Return of militancy
A WORRYING trend observed in Pakistan’s northern areas over the last several months saw a dramatic escalation on Monday. In a brazen daytime attack, masked gunmen shot dead four female vocational trainers travelling in a van near Mirali, North Waziristan district. While the driver was injured, another trainer escaped unhurt.
The victims were working for a technical institute in Bannu to impart skill development to local women. Coincidently, the attack took place on the fourth anniversary of the launch of Operation Raddul Fasaad that followed on the heels of the kinetic operations that had successfully destroyed the terrorist infrastructure in the tribal areas. Based mainly on intelligence-based operations, Raddul Fasaad tackled the tentacles of militancy that had spread throughout the country. At a press conference on Monday, DG ISPR Maj Gen Babar Iftikhar said that more than 375,000 IBOs had been carried out in Pakistan over the past four years to curb urban terrorism and dismantle remaining militant networks.
Nothing, however, quite underscores the return of violent extremism as does the mass murder of innocent women working for the good of society. And make no mistake, this act, the very audacity of it, was meant to send a message: the militants are confident enough to again carry out the kind of attacks that spread terror in large swathes of the country not too long ago. The signs have been there for some time. There has been an unmistakable uptick in targeted killings of civilians as well as deadly clashes of militants with security personnel in the tribal areas.
The reunification in Afghanistan of several splinter groups with the TTP that, according to a recent UN report, was overseen by Al Qaeda, have heightened the terrorist threat in the region. The same document also held the TTP responsible for more than 100 cross-border attacks between July and October 2020. While no one has yet claimed responsibility for the attack on Monday, the KP police believe the TTP are the perpetrators. However, the modus operandi also tallies with the obscurantist agenda of the Shura-i-Mujahideen. An extremist group based in North Waziristan, it has threatened music shop owners, barbers, etc and, in one of its recent flyers, warned women to desist from working with NGOs.
The fact is, extremism is a hydra-headed monster that needs a sustained, multifaceted approach to vanquish. In that, we have fallen woefully short. Efforts at mounting a counter-narrative, which was critical to secure the gains made on the battlefield, have been piecemeal and inconsistent. Paigham-i-Pakistan, that much-vaunted unified message against extremism signed by 1,829 Islamic scholars in 2018, looked good on paper but was never owned by the religious community. The process cannot be forced or imposed from above: the state must strengthen the hand of progressive forces that have a stake in the local communities. It is the only long-term solution.
FDI decrease
THE more permanent and non-debt-creating FDI inflows to Pakistan have shrunk by a whopping 27pc to a meagre $1.1bn in the first seven months of the ongoing fiscal to January from $1.6bn received in the same period in the last financial year, according to new State Bank data. The inflows during January also dropped to $192.7m, down by 12pc when compared to $219m in the same month of the previous fiscal. The decline in FDI is mainly attributed to the almost 20pc plunge in net inflows from China to $402.8m, and outflows of just below $26m to Norway during the period July to January. China, nevertheless, retains its position as the largest investor in Pakistan followed by the Netherlands, Hong Kong, Malta, the UK and the US. Much of the FDI received during this fiscal has gone into coal and hydel power, the financial sector, and, oil and gas exploration.

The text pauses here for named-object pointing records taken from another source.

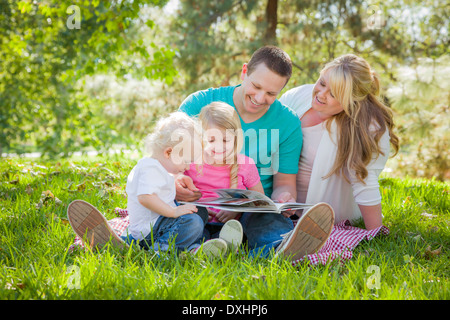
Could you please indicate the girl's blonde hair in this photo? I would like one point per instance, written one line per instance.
(224, 116)
(170, 131)
(356, 86)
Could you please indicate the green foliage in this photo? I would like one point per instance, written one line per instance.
(421, 99)
(44, 54)
(65, 89)
(35, 237)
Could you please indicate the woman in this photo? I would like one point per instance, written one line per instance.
(347, 132)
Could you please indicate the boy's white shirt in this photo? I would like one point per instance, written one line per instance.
(335, 190)
(147, 177)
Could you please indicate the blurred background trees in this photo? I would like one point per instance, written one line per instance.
(103, 85)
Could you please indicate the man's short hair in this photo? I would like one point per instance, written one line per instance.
(274, 58)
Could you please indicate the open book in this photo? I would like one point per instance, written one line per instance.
(245, 201)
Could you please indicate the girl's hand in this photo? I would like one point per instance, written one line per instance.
(185, 209)
(186, 190)
(224, 216)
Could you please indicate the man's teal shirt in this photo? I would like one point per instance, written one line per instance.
(274, 141)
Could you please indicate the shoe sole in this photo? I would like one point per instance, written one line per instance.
(310, 233)
(214, 248)
(232, 233)
(91, 226)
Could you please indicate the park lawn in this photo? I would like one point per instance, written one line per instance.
(412, 262)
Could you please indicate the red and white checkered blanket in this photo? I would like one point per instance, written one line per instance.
(343, 239)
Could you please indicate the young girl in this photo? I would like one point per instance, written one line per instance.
(155, 220)
(223, 166)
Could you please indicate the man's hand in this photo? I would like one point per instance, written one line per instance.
(224, 216)
(185, 209)
(186, 190)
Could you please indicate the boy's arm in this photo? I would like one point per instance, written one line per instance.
(155, 204)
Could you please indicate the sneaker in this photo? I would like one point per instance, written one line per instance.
(310, 233)
(232, 233)
(91, 226)
(212, 248)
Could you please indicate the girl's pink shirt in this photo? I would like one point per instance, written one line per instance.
(207, 177)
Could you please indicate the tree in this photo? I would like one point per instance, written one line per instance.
(47, 47)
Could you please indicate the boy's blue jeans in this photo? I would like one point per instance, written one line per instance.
(264, 230)
(184, 232)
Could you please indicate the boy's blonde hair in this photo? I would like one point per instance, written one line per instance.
(224, 116)
(170, 131)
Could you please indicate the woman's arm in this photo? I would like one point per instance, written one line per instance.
(284, 187)
(372, 216)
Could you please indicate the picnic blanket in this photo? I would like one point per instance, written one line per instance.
(343, 239)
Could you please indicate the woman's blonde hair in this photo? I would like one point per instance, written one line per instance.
(365, 117)
(223, 116)
(170, 131)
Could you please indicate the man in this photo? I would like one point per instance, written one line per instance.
(272, 137)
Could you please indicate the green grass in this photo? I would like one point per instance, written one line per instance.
(35, 237)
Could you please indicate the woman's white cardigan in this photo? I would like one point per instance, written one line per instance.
(344, 197)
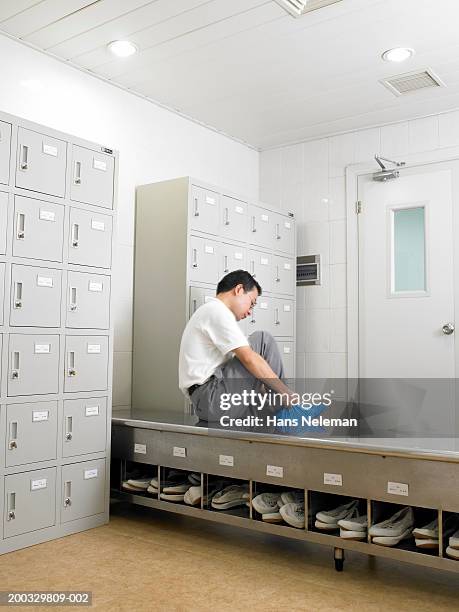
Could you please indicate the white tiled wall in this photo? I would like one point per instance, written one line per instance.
(309, 179)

The FDI inflows are crucial for technology transfer, improvement in business management practices, competition, exports, employment and deeper integration with the world economy. But FDI to Pakistan has been on the decline since 2017 after Chinese investment in the power and transport sectors under the CPEC initiative started to dry up. According to UNCTAD’s World Investment Report 2020, FDI stock declined sharply from $40.8bn to $34.8bn in two years by 2019, entailing a hefty net outflow of $6bn. Consequently, we have seen a record increase in our foreign debt both in absolute terms and as a ratio of the size of the economy. Pakistan has never been a favoured destination for foreign investors because of a number of factors. Barring the record-high investment of $5.6bn and $5.4bn in 2007 and 2008, annual FDI inflows have accounted for less than 1pc of the nation’s GDP although other states comparable to Pakistan have attracted close to 3pc of the size of their economies. While Pakistan, to a large extent, has successfully addressed the security challenge and energy shortages — which have kept foreign investors from betting on this country in recent years — it has clearly not been enough to make Pakistan an attractive destination for foreign companies. The government also needs to tackle other challenges including a burdensome investment environment, policy inconsistency, an unskilled labour force as well as the lack of developed industrial infrastructure to woo foreign investors for sustained and rapid growth and a more stable external sector.